Eleanor and the Things I’ve Learned

Me and EleanorMy daughter Eleanor is a remarkable girl. She looks at the world different than most people and sometimes I’m baffled by her. Eleanor is autistic and she sometimes lacks a tolerance for disappointment. She also sometimes holds on to grudges or resentments, like many of us do. But what I really want to write about is one of the most remarkable qualities she has.

She’s friendly. Yes friendly. The world needs more of what Eleanor has. When I take Eleanor anywhere, she loves to chat with people and complement them. She’ll come up to complete strangers and complement them on their shirts, their hats, how cute their kids are, how cute their babies are, etc. Sometimes people don’t know how to take it, but most people say thanks and it almost always brings a smile to their face.

We all want to feel good about ourselves and that autistic girl of mine figured out that going out of your way to be nice to someone makes you feel good. It is a life lesson I have learned the hard way. So often, we assume people just want to be left alone. We never know what people are thinking or what they are going through. Who knows, someone who is feeling down on themselves may really need that “hey I like your hair” or “I like your sweater.” I believe we owe it to ourselves and others to become more judgmental. Judgmental in a positive way: to see the good in everyone.

I find it interesting that I have learned so much from people with disabilities. From my cousin Jenny Medford who has downs syndrome, I learned the importance of loving others without judgment and the incredible power of a hug. From my daughter Eleanor, I’ve learned the importance of giving out complements and to go out of my way to let people know they matter.
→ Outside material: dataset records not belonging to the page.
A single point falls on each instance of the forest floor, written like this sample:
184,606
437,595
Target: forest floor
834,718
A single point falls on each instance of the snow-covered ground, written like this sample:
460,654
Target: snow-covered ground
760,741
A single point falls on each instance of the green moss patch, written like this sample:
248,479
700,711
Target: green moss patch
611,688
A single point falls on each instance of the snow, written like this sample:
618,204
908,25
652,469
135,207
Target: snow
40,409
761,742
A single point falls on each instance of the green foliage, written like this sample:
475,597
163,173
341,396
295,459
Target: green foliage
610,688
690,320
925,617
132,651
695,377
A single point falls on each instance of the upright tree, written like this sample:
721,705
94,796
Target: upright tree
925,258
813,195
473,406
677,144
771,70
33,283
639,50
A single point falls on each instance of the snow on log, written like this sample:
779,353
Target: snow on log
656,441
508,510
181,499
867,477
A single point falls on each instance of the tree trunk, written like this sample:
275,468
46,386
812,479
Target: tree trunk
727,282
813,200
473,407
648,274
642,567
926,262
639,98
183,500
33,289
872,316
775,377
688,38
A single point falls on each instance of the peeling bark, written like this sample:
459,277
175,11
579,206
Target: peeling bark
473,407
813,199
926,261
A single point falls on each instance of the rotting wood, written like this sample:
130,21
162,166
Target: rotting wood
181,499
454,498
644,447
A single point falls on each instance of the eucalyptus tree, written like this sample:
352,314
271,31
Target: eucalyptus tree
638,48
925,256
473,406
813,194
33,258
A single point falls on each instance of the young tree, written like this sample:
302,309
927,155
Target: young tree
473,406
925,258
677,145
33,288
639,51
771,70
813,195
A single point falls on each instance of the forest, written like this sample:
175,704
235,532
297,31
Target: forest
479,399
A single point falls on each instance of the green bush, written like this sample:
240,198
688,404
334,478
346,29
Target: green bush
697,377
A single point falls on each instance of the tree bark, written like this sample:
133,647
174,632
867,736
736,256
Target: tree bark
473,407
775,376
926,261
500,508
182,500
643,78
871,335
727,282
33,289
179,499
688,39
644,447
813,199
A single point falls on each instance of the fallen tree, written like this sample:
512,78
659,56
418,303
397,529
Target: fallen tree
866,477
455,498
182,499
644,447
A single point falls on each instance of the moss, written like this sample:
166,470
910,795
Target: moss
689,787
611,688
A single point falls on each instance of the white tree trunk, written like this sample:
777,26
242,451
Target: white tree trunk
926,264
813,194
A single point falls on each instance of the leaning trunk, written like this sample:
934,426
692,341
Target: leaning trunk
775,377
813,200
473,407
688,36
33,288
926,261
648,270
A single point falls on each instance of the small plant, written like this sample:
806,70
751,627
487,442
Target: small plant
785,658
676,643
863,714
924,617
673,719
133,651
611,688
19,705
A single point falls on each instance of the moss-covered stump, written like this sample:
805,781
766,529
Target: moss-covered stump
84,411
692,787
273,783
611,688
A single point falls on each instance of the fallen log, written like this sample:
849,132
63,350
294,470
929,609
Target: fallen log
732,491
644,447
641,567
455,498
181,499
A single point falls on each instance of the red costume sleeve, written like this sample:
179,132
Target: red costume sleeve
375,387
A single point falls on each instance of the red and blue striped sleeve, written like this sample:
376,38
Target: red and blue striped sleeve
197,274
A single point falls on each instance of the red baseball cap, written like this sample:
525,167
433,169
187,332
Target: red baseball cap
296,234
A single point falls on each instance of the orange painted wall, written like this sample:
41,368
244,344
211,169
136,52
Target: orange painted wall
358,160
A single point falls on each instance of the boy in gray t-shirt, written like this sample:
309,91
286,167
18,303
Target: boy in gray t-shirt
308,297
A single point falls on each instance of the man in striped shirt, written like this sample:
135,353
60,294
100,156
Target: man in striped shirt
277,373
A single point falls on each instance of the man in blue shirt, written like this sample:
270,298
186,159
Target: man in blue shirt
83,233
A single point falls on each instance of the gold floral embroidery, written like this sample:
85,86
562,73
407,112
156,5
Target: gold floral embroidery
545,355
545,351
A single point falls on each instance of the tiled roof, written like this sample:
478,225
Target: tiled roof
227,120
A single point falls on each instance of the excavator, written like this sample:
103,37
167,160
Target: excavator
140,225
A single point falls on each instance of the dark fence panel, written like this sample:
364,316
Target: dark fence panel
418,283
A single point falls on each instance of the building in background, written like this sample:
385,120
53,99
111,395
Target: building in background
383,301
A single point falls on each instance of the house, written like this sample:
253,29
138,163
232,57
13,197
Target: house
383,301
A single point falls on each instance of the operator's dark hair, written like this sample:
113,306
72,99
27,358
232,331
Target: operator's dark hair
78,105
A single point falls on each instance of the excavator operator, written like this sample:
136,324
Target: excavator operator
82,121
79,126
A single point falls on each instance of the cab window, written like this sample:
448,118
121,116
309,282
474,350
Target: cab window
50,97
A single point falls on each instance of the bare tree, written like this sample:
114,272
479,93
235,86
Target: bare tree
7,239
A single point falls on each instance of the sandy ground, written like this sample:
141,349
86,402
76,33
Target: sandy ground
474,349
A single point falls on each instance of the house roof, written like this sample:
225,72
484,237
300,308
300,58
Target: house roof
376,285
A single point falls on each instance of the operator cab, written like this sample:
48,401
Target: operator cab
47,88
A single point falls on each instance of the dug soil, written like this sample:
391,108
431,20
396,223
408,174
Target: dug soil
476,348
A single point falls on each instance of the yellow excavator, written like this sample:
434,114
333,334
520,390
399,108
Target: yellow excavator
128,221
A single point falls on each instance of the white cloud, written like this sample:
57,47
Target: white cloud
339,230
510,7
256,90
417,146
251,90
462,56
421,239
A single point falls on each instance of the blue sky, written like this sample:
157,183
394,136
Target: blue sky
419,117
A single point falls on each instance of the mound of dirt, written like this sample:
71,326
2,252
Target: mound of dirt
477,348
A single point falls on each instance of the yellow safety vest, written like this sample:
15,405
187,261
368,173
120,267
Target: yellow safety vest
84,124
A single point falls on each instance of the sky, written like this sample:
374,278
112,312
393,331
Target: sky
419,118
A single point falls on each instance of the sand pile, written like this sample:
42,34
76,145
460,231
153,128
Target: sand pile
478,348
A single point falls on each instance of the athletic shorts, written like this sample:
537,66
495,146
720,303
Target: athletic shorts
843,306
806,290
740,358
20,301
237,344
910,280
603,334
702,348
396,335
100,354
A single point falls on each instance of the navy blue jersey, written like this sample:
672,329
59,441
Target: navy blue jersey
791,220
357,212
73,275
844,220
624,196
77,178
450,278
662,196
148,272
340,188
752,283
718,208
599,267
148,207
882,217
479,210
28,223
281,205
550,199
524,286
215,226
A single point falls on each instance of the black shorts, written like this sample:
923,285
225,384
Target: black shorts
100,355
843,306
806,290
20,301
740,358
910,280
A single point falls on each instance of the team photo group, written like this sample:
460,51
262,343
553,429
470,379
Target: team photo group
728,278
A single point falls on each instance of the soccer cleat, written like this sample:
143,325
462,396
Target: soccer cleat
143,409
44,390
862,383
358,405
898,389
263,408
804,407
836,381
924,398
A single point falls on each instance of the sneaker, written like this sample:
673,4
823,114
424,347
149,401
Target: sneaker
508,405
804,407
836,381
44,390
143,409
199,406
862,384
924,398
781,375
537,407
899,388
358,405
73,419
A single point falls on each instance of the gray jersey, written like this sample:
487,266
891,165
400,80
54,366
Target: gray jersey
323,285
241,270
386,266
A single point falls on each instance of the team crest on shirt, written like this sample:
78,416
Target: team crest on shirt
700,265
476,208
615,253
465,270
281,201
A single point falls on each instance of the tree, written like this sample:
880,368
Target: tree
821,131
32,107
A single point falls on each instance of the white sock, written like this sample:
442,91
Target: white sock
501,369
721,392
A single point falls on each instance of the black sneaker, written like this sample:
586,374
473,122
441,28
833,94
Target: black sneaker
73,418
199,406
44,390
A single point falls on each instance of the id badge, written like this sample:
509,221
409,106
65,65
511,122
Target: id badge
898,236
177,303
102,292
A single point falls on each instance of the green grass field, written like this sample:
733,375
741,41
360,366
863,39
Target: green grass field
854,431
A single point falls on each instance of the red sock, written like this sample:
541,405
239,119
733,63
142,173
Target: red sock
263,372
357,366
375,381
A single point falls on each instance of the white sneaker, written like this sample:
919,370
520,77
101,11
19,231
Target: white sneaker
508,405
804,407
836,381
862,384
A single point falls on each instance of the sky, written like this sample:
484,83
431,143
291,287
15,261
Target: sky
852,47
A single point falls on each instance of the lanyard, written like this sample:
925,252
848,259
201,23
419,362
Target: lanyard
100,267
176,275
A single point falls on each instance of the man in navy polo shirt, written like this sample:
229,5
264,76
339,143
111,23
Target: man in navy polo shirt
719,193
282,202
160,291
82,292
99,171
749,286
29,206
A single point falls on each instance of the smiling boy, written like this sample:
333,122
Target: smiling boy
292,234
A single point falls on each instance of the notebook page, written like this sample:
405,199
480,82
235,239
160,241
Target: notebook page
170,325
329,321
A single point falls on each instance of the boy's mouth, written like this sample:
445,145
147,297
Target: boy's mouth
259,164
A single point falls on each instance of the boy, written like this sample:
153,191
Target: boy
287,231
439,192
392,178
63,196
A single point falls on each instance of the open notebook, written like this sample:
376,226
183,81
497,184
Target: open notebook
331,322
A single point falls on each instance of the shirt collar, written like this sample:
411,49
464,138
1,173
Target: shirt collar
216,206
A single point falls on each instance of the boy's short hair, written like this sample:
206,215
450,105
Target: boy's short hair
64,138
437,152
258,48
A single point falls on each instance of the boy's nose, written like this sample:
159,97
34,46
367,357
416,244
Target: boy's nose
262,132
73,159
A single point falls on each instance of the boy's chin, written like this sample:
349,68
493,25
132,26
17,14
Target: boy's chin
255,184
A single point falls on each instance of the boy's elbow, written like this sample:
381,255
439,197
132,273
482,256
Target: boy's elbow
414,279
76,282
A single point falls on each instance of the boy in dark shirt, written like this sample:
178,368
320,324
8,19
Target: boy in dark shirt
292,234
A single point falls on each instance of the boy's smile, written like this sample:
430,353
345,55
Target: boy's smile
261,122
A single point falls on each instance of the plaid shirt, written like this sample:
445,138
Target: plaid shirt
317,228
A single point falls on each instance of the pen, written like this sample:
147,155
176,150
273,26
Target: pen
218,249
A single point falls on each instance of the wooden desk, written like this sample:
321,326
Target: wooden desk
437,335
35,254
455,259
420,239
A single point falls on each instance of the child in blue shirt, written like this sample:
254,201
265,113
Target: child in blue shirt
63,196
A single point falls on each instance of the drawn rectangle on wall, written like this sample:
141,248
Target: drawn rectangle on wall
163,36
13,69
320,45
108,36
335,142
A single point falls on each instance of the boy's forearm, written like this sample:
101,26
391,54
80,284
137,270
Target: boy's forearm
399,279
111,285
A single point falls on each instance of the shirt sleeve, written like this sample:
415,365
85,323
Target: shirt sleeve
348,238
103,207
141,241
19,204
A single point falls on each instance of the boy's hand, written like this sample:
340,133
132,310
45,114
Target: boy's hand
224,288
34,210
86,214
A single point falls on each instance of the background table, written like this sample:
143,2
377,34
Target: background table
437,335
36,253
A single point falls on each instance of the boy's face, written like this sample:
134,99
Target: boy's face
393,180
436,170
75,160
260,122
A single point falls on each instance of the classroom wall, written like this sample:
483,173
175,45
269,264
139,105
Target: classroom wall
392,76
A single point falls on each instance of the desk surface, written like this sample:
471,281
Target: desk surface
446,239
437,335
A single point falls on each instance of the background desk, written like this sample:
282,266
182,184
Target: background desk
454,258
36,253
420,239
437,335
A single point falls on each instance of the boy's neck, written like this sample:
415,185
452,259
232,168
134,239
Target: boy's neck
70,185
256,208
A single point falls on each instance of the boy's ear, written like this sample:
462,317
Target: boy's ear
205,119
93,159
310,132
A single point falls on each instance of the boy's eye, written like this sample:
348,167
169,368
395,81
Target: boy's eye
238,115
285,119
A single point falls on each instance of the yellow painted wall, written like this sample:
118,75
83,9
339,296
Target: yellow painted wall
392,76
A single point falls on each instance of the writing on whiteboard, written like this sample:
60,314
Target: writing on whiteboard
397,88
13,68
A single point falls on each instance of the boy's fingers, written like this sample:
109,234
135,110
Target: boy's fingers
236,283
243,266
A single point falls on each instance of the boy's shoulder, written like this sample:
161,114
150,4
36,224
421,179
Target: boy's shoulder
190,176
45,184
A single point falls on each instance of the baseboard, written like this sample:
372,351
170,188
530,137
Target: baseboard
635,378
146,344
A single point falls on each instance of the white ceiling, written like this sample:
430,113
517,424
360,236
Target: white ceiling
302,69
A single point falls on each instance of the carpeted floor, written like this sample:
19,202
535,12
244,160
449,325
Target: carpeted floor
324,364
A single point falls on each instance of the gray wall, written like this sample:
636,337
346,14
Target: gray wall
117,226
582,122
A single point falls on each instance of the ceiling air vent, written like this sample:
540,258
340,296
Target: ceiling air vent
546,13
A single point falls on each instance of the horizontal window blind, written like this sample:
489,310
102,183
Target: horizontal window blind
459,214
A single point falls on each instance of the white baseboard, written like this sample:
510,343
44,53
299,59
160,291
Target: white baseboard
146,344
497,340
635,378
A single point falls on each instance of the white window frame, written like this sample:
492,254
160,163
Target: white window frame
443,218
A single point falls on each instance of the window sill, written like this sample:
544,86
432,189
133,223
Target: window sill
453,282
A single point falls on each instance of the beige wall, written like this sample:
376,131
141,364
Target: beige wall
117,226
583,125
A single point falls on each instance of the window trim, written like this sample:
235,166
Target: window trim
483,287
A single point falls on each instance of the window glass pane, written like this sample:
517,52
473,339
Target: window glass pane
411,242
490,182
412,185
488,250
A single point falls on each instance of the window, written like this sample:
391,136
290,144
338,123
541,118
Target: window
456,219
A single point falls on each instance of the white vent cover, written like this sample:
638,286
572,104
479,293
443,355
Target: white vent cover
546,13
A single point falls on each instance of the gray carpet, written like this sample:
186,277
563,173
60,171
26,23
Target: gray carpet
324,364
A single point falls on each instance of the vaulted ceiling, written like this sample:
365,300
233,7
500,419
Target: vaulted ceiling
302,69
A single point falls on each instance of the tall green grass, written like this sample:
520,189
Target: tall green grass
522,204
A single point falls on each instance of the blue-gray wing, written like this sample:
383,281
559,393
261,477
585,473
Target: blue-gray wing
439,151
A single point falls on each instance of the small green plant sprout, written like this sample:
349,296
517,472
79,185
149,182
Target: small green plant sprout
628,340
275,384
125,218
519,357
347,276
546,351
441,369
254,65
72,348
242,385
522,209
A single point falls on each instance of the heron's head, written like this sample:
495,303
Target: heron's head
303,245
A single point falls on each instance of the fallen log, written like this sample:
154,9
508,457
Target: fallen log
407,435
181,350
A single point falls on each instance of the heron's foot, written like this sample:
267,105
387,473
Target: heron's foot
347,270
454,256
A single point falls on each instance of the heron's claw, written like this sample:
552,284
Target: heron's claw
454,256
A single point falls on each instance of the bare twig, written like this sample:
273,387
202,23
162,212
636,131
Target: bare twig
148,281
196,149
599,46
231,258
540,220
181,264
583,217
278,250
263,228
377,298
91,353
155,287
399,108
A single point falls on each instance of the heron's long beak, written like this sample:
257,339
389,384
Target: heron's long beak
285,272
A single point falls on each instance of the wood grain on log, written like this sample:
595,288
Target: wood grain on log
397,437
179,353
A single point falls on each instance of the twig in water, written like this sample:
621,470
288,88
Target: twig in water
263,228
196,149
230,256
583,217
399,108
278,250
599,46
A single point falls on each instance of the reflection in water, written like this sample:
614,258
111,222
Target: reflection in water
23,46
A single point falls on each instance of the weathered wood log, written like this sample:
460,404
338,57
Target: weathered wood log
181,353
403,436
So if you see me wander into the local Walmart with my daughter Eleanor, don’t be surprised if she comes up to you and finds something positive about you to point out. And I hope you all learn that yes indeed, you have positive qualities worth mentioning. And let us all become more judgmental, and judge people favorably. Each act of love creates its own ripple. Let’s keep the waters choppy with open expressions of love and encouragement. Love my Eleanor.